After identity verification, anyone can receive 7 or 8 GoodDollars ($B) every day, an Ethereum token from accumulated interest. The Fuse network facilitated these payments, carried by its own blockchain and allowing transactions at very low costs. Supporters of the system can withdraw their DAIs and have lost nothing (other than lost profits if they themselves had placed this money in a paid account; however, they also get back billions in counterpart). The device is still in its infancy but works: in April 2021, $17 billion was distributed and over 38,000 wallets were created. On average 86,000 users, 40% of whom live in Southeast Asia, use the device daily. The sums are still low (around $ 10,000 distributed for free in total since the beginning, including $ 3,230 in April, knowing that it did not yet list the billion $ on the markets). But the project, led by the CEO of the eToro trading platform.
Another notable project, the Kleros platform launched in March 2021 its universal income project, as an Ethereum token called $ UBI. They sent a variable quantity of tokens over time to any address duly validated through Proof of Humanity, a decentralized device for managing digital identities. Initially, the idea is to pay every human an income related to time, at the rate of $1 UBI per hour, so $720 UBI per month (or $410, at the current price of the token). Here too, the project is based on the one hand on building blocks already developed (Kleros is a dispute resolution protocol based on blockchains) and on DeFi (users can be rewarded for providing liquidity to the markets via the Uniswap decentralized exchange office, making the token more accessible).
If all this is still embryonic, private or citizen initiatives combining UBI and cryptos therefore seem to mature, and could even (perhaps) inspire governments.
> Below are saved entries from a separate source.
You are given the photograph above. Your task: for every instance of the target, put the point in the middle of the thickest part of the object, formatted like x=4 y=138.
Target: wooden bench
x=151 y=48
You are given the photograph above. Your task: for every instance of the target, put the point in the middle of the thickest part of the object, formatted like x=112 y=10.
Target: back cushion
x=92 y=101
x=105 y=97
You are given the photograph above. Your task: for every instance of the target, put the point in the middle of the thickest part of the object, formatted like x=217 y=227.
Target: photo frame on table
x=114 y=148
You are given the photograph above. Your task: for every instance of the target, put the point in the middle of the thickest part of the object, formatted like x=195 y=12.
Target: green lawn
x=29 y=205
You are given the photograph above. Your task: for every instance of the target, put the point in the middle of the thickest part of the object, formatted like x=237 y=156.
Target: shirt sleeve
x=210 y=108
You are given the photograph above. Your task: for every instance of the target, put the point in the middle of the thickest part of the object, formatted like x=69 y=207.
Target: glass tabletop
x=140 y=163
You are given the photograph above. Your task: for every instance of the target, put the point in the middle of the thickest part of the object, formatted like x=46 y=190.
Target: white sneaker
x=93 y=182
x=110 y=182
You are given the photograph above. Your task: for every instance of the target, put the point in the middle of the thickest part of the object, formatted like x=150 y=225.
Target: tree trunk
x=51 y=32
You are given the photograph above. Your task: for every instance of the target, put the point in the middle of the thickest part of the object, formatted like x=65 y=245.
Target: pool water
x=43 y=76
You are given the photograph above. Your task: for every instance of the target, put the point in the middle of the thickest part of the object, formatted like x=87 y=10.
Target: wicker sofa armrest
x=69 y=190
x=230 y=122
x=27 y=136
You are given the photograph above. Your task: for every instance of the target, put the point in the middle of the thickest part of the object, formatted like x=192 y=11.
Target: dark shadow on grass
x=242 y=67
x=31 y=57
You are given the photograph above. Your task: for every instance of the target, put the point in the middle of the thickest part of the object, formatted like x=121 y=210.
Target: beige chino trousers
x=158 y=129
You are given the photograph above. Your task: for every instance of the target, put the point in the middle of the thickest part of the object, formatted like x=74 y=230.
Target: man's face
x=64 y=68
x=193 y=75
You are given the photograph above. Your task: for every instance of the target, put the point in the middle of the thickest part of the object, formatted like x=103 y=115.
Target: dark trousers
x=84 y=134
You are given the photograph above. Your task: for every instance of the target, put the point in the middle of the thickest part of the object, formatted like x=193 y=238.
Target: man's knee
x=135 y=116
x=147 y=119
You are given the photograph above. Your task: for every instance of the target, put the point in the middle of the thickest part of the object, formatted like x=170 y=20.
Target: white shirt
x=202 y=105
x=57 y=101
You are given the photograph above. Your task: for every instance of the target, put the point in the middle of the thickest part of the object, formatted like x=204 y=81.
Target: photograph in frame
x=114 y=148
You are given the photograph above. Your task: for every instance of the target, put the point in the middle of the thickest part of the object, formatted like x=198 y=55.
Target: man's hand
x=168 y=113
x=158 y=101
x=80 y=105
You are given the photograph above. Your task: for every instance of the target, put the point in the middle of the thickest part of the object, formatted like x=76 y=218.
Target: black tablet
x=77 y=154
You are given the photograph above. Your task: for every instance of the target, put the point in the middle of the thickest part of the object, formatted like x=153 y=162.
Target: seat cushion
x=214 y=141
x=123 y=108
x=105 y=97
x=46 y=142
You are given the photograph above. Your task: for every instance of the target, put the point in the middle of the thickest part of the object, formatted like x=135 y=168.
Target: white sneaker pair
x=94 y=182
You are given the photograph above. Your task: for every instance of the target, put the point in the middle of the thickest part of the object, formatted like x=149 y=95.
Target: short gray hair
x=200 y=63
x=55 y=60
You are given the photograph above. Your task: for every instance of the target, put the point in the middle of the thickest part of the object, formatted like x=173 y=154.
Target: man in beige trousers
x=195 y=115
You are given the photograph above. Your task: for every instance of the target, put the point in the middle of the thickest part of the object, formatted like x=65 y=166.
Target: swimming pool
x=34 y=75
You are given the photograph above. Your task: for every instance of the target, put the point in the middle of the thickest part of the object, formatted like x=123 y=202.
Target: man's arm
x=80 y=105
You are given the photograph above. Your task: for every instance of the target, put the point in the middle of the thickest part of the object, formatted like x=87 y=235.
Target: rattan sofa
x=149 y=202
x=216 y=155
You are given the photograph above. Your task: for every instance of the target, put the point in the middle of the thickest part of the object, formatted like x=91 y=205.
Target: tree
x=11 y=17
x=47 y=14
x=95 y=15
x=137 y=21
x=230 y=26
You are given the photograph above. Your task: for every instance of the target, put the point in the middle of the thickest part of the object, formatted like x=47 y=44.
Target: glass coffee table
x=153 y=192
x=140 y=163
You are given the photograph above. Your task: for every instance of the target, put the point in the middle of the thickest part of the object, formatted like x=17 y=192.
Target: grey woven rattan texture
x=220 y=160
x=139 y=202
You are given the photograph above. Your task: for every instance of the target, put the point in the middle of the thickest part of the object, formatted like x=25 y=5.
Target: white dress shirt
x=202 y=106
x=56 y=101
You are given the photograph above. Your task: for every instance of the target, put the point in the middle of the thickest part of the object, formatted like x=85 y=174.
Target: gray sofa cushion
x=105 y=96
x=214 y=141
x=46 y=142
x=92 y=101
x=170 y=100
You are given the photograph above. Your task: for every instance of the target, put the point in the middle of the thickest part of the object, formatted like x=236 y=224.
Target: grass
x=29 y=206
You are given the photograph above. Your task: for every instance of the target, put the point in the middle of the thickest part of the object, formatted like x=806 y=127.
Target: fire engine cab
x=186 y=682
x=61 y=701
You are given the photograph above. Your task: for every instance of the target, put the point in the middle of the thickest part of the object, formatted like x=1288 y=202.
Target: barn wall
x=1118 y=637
It is difficult to estimate at this stage whether these projects will be successful and, above all, whether they could become widespread on a large scale. But they are exploring new avenues. At the very least, we recognize that blockchains, smart contracts and DeFi make it possible to invent alternative models of creation and distribution of value. After all, who would have imagined when Bitcoin appeared in 2009 that a dozen years later there would be nearly 10,000 cryptocurrencies weighing $2.5 trillion?